6a0120a85dcdae970b016303f1aafc970d-800wi

But I also got this book for free. And the information was good. It never showed bias towards natural childbirth or more medicalized childbirth. Plus, even in sections where you might think they’d have to get fluffy (like the section on pregnancy loss) they keep it very respectfully informative. They discuss the emotional recovery aspect very seriously, encouraging the reader to seek support and care, but the book also remembers its role as a giver of information, and offers data as a was to understand what physically happens in the hopes that it might bring some level of comfort and acceptance. It also very pointedly lays out things that cannot cause pregnancy loss, to lay to rest any blame game the reader might take up.
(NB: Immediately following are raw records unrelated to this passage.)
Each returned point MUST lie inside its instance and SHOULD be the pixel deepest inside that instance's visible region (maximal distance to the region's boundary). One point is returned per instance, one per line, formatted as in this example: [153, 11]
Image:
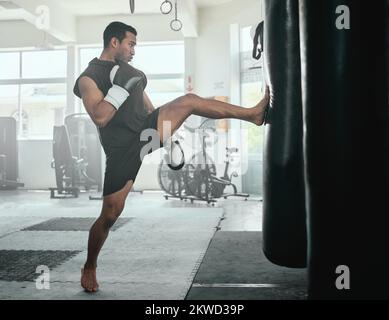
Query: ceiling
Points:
[62, 14]
[104, 7]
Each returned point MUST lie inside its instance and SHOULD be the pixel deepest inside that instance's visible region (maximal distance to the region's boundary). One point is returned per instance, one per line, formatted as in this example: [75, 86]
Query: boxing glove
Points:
[124, 79]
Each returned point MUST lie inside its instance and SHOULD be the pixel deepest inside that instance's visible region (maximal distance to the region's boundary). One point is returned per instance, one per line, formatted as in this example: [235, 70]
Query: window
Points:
[44, 64]
[9, 65]
[33, 90]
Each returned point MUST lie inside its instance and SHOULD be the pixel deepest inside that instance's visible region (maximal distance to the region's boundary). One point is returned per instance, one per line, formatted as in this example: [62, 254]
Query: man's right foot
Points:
[88, 280]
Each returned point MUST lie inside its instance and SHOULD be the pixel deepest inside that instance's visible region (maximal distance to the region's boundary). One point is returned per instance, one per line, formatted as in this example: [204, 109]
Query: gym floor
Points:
[158, 249]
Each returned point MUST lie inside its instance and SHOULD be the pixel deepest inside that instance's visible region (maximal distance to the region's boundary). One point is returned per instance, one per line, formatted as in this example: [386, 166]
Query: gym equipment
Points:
[345, 89]
[171, 181]
[197, 179]
[68, 168]
[200, 177]
[8, 155]
[85, 144]
[175, 157]
[345, 106]
[284, 225]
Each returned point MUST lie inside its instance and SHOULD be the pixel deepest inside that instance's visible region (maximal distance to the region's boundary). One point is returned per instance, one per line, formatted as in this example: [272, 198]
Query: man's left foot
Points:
[260, 109]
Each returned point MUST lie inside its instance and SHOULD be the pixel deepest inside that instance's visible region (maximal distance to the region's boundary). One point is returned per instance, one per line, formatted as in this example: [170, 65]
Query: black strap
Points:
[258, 37]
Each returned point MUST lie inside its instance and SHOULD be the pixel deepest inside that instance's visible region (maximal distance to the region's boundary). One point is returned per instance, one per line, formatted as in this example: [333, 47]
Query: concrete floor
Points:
[154, 256]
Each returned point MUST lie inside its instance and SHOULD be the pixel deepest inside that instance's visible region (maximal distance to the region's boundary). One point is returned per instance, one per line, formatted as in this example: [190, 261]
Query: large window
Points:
[33, 90]
[163, 63]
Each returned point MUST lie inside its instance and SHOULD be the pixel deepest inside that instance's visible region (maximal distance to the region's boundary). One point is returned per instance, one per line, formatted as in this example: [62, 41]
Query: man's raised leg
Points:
[181, 108]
It also had an entire section on chronic illness and pregnancy, and it was pretty extensive! That’ll always win you points on this blog.

All in all, I do recommend this book. If you get it for free, definitely read it. If you’re interested, go by your local Half-Price Books or check online and buy it used. It’s not going to read like a New York Times Best-Seller, but it’s got accurate, unbiased info, and that’s very hard to find. Especially when it comes to pregnancy.

After reading this, I am definitely going to seek out the Mayo Clinic Guide to Your Baby’s First Year (even though it’s almost half-over already) ((*cries in the corner*)).

41+j2ui+qmL._SY344_BO1,204,203,200_

They hooked me with their free book and now I’ll buy the rest of them. That’s how they get you!